No entanto o mundo ganharia um guru e
perderia um Salvador.
O crer para vê...
A fé precede quaisquer evidências. Ela olha e
recebe aquilo que ainda não foi realizado. Ela crer na Palavra, na promessa, no
testemunho.
A cruz precede a ressurreição. O mundo da fé
inverte a lógica, àquilo que é o obvio.
Se Cristo tivesse satisfeito aos sacerdotes e
escribas, teria sido uma grande campanha evangelística. Mas no final ficariam as
perguntas: Essas pessoas seriam convertidas a que? Teriam crido em que?
A fé nos leva a crer para depois ver: "Se
creres verás a glória de Deus" (João 11. 40), foi a resposta de Jesus a
Maria antes da ressurreição de seu irmão Lázaro: "Se creres verás".
Resultados da fé: é ela que nos abre os olhos
e a compreensão; é ela que nos faz andar.
É mais difícil, eu sei.
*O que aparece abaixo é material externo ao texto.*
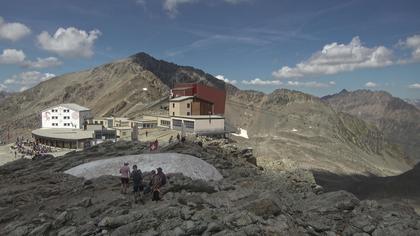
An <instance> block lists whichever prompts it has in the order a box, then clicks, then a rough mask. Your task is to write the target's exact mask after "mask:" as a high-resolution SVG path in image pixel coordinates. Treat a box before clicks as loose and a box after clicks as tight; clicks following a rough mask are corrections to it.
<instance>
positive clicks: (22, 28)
mask: <svg viewBox="0 0 420 236" xmlns="http://www.w3.org/2000/svg"><path fill="white" fill-rule="evenodd" d="M30 33H31V30H30V29H29V28H28V27H27V26H26V25H24V24H22V23H17V22H6V21H5V20H4V19H3V17H1V16H0V39H7V40H11V41H17V40H19V39H21V38H23V37H25V36H27V35H28V34H30Z"/></svg>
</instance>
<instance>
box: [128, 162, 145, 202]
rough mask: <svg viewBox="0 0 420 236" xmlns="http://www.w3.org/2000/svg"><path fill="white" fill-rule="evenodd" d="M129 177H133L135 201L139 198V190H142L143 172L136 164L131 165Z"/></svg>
mask: <svg viewBox="0 0 420 236" xmlns="http://www.w3.org/2000/svg"><path fill="white" fill-rule="evenodd" d="M131 179H133V193H134V203H137V202H138V200H139V199H140V191H143V174H142V173H141V170H140V169H137V165H133V172H131Z"/></svg>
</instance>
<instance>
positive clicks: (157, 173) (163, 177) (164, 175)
mask: <svg viewBox="0 0 420 236" xmlns="http://www.w3.org/2000/svg"><path fill="white" fill-rule="evenodd" d="M157 170H158V173H157V174H158V175H159V176H160V181H161V182H160V184H161V186H164V185H165V184H166V175H165V173H163V170H162V168H160V167H159V168H157Z"/></svg>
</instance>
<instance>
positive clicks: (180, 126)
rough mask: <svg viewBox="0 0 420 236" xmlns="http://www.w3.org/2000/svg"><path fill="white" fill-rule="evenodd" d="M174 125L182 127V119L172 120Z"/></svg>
mask: <svg viewBox="0 0 420 236" xmlns="http://www.w3.org/2000/svg"><path fill="white" fill-rule="evenodd" d="M172 125H173V126H177V127H182V120H172Z"/></svg>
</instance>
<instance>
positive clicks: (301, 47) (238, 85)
mask: <svg viewBox="0 0 420 236" xmlns="http://www.w3.org/2000/svg"><path fill="white" fill-rule="evenodd" d="M35 2H36V3H35ZM419 16H420V1H418V0H400V1H394V0H353V1H342V0H295V1H289V0H211V1H210V0H72V1H69V0H37V1H33V0H2V1H1V2H0V90H5V91H24V90H25V89H28V88H30V87H33V86H35V85H36V84H38V83H39V82H41V81H45V80H48V79H51V78H53V77H54V76H58V75H61V74H64V73H69V72H75V71H80V70H84V69H88V68H92V67H95V66H98V65H101V64H105V63H108V62H112V61H114V60H118V59H122V58H126V57H128V56H130V55H133V54H136V53H138V52H146V53H148V54H150V55H152V56H153V57H155V58H158V59H163V60H167V61H170V62H174V63H177V64H179V65H188V66H194V67H196V68H199V69H202V70H204V71H206V72H208V73H210V74H212V75H214V76H216V77H217V78H218V79H221V80H225V81H226V82H228V83H232V84H234V85H235V86H237V87H239V88H241V89H253V90H259V91H263V92H266V93H269V92H271V91H273V90H275V89H278V88H287V89H293V90H300V91H303V92H307V93H310V94H313V95H316V96H324V95H327V94H333V93H336V92H339V91H341V90H342V89H347V90H356V89H371V90H384V91H388V92H390V93H391V94H393V95H394V96H398V97H401V98H411V99H414V98H420V17H419Z"/></svg>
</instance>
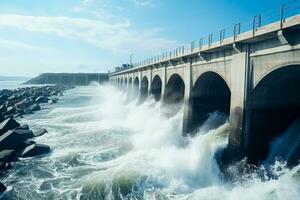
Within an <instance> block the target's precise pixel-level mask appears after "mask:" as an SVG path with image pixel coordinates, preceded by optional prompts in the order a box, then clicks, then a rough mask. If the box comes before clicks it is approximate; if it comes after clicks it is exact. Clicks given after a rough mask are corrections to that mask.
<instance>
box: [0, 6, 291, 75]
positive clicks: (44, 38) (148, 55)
mask: <svg viewBox="0 0 300 200" xmlns="http://www.w3.org/2000/svg"><path fill="white" fill-rule="evenodd" d="M291 1H293V0H291ZM281 3H282V1H281V0H251V1H250V0H239V1H237V0H235V1H234V0H206V1H204V0H189V1H188V0H1V1H0V75H19V76H34V75H37V74H39V73H43V72H107V71H108V70H111V69H113V67H115V66H118V65H120V64H122V63H126V62H129V55H130V54H131V53H134V56H133V62H137V61H140V60H141V59H143V58H147V57H151V56H153V55H156V54H158V53H161V52H163V51H165V50H170V49H172V48H174V47H177V46H179V45H181V44H185V43H188V42H190V41H191V40H194V39H198V38H199V37H200V36H203V35H208V34H209V33H215V32H218V31H219V30H221V29H222V28H228V27H229V28H231V27H232V26H233V25H234V24H235V23H237V22H251V20H252V17H253V16H254V15H256V14H258V13H264V12H265V11H268V10H278V9H279V7H280V4H281Z"/></svg>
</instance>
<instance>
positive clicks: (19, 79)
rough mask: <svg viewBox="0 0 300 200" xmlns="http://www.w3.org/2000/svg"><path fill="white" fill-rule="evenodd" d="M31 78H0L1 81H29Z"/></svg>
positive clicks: (19, 77) (7, 76) (0, 76)
mask: <svg viewBox="0 0 300 200" xmlns="http://www.w3.org/2000/svg"><path fill="white" fill-rule="evenodd" d="M29 79H30V77H22V76H0V81H27V80H29Z"/></svg>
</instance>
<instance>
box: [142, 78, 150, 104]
mask: <svg viewBox="0 0 300 200" xmlns="http://www.w3.org/2000/svg"><path fill="white" fill-rule="evenodd" d="M148 88H149V81H148V78H147V76H144V77H143V78H142V81H141V96H140V97H141V99H142V100H145V99H146V98H147V96H148Z"/></svg>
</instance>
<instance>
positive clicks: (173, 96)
mask: <svg viewBox="0 0 300 200" xmlns="http://www.w3.org/2000/svg"><path fill="white" fill-rule="evenodd" d="M184 87H185V86H184V81H183V80H182V78H181V77H180V76H179V75H178V74H173V75H172V76H171V77H170V79H169V81H168V83H167V85H166V94H165V98H164V101H165V103H167V104H178V103H182V102H183V99H184Z"/></svg>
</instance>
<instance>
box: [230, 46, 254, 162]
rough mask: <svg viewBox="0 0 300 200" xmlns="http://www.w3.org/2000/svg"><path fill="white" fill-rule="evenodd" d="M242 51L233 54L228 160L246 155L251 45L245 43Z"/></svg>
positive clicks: (231, 71)
mask: <svg viewBox="0 0 300 200" xmlns="http://www.w3.org/2000/svg"><path fill="white" fill-rule="evenodd" d="M242 49H243V50H242V51H241V52H238V53H237V54H235V55H233V58H232V67H231V73H230V74H231V101H230V116H229V123H230V134H229V140H228V148H227V152H226V154H227V155H226V157H227V158H225V159H226V160H238V159H241V158H242V157H244V155H245V151H246V148H247V147H246V146H247V141H248V139H247V136H246V134H245V133H246V132H247V131H246V129H247V128H246V127H247V121H248V120H249V117H250V116H248V115H247V113H248V112H247V109H246V107H247V106H246V105H247V99H248V98H247V97H248V95H247V93H248V91H249V89H251V70H250V56H249V47H248V45H245V46H244V47H243V48H242Z"/></svg>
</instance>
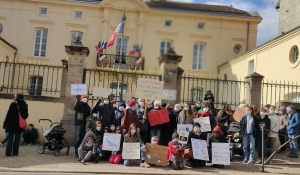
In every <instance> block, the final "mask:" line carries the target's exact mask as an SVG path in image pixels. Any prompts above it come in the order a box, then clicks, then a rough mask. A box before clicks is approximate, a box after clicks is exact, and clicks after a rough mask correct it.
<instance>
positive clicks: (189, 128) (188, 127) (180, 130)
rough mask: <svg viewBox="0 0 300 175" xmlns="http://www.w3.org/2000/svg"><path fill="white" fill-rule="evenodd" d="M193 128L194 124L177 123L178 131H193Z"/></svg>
mask: <svg viewBox="0 0 300 175" xmlns="http://www.w3.org/2000/svg"><path fill="white" fill-rule="evenodd" d="M191 130H193V125H192V124H177V131H191Z"/></svg>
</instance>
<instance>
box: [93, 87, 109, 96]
mask: <svg viewBox="0 0 300 175" xmlns="http://www.w3.org/2000/svg"><path fill="white" fill-rule="evenodd" d="M110 94H111V89H105V88H99V87H94V89H93V96H94V97H99V96H102V97H105V98H107V97H108V96H109V95H110Z"/></svg>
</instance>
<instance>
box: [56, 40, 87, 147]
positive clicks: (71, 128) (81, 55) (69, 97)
mask: <svg viewBox="0 0 300 175" xmlns="http://www.w3.org/2000/svg"><path fill="white" fill-rule="evenodd" d="M79 40H80V39H79ZM75 43H76V44H75V45H71V46H65V50H66V52H67V54H68V66H67V68H64V69H65V70H64V71H65V72H63V73H65V75H64V74H63V79H64V78H65V80H62V82H63V81H64V85H65V87H64V90H62V92H63V94H64V95H65V104H64V114H63V118H62V120H61V123H62V125H63V127H64V128H65V129H66V130H67V132H66V134H65V135H64V138H65V139H66V140H67V142H68V143H69V144H70V145H71V146H73V145H74V141H75V126H74V120H75V117H74V116H75V111H74V105H75V102H76V97H75V95H71V84H81V83H82V77H83V70H84V65H85V58H86V57H87V56H88V55H89V53H90V51H89V48H87V47H84V46H82V44H81V41H78V40H76V41H75ZM65 61H66V60H64V62H65ZM65 63H66V62H65ZM62 87H63V84H62Z"/></svg>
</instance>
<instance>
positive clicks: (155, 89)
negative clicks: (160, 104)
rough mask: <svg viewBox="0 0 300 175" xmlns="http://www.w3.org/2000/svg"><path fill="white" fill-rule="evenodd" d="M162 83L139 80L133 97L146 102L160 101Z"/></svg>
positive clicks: (161, 90)
mask: <svg viewBox="0 0 300 175" xmlns="http://www.w3.org/2000/svg"><path fill="white" fill-rule="evenodd" d="M163 87H164V82H163V81H158V80H151V79H146V78H139V79H138V80H137V85H136V91H135V97H136V98H143V99H148V100H161V97H162V90H163Z"/></svg>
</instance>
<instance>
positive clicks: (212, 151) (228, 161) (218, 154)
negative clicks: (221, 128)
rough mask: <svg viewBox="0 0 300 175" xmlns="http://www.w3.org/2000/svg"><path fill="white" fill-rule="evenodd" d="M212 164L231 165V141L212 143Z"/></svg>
mask: <svg viewBox="0 0 300 175" xmlns="http://www.w3.org/2000/svg"><path fill="white" fill-rule="evenodd" d="M211 147H212V164H216V165H230V152H229V143H212V146H211Z"/></svg>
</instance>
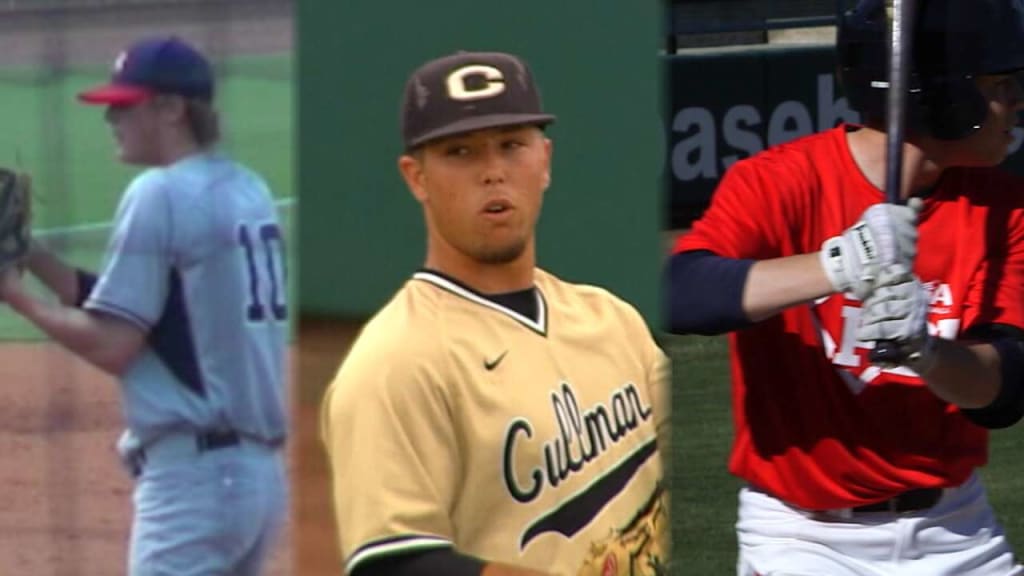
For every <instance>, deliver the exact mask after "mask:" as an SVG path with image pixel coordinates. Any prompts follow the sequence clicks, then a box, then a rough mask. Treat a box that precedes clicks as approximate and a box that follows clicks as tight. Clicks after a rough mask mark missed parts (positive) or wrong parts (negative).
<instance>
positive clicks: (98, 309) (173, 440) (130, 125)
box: [0, 37, 288, 576]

Mas quando cremos antes,
passamos a depender não mais daquilo que vemos, tocamos ou sentimos. Passamos a
andar e viver com uma segurança e uma fé liberta da dependência neurótica que nossa infantilidade
cria.
Se crermos, veremos tudo àquilo que Deus está
fazendo e ainda irá fazer. Veremos as realidades divinas que os nossos
"olhos não viram e ouvidos não ouviram, nem jamais penetrou no coração
humano" (1 Coríntios 2. 9).
"A fé que requer ver para então poder
crer continuará crendo apenas naquilo que vê e, no fim de tudo, deixará de ser
fé para ser apenas uma constatação vaga e superficial do óbvio".
A inversão pode matar.
Mas Jesus lembra-nos que, mais feliz será
aquele que não viu, não tocou e não sentiu, mas creu. Este verá a glória de
Deus.
Mensagem pregada na Congregação
Presbiteriana em Santa Isabel, no ano de 2001. Baseada no texto de João 20. 29.